Using the PROBE Tool

When following PSP's PROBE process (as defined in the book A Self-Improvement Process for Software Engineers), most people will want to use the PROBE Wizard. It thoroughly automates the PROBE process and helps you to avoid common mistakes.

However, the PROBE Wizard is specifically designed for the correlations described in the PSP process scripts. If you thoroughly understand the linear regression calculations, the PROBE tool can offer more flexibility. The PROBE Tool will allow you to explore the correlations between any pair of metrics, not just the pairs described in the PROBE process. The PROBE tool can be opened by selecting "Tools  PROBE" from the configuration menu.

If you wish to explore the correlations of the standard PROBE data pairs, the Method pull-down allows quick access to them. Clicking on the pull-down gives the following choices:

Choosing any of the standard PROBE methods will set the independent and dependent variables to their appropriate values. If you would like to explore correlations between any two other process metric variables, they can be chosen from the independent and dependent variable pull-downs.

Basically the PROBE tool runs a correlation test on the two sets of data chosen. It then reports the various statistical measurements on the dialog. There are two types of measurements shown on the dialog: those that show relationships between the sets of data chosen (r2, p, Variance, Standard Deviation), and those that are related to a projection based on the estimate entered (B0, B1, Range, UPI and LPI). Also there are two columns of data on the tool.
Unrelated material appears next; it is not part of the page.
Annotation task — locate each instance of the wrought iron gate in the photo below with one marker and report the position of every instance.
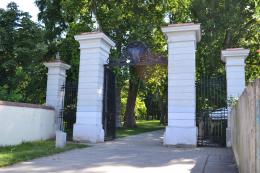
(211, 111)
(109, 104)
(68, 113)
The left column shows data based on a linear regression (this is for methods A and B the PROBE estimation method) and the right column shows data based on how well your data seem to predict on the average (this is for the different C methods of the PROBE estimation method).

Filtering your data set

The filter button allows you to restrict the data set of the correlation and projection to certain projects. It will pop up a tree view of the current projects stored and allow you to add or remove data items from the selected set.

Seleted items are marked with a graphical "X". By default the tool only shows projects in the tree (nodes). You can expand this view to include the process phases as well by choosing the "Show leaf nodes" box. This will allow you to include or reject data from among different phases of projects. The Apply button applies your filtering selection to the numbers in the PROBE dialog.

Measures of correlation

On a typical estimation, you will want to choose from the different combinations of correlations available to see if any of the data correlate well enough to be used for projections. The PROBE tool will make this quite simple. Just pick the two data sets you would like to correlate, and the numbers on the tool will update to show you the results. The key numbers to examine are the measure of correlation (r2) and the significance measurement (p).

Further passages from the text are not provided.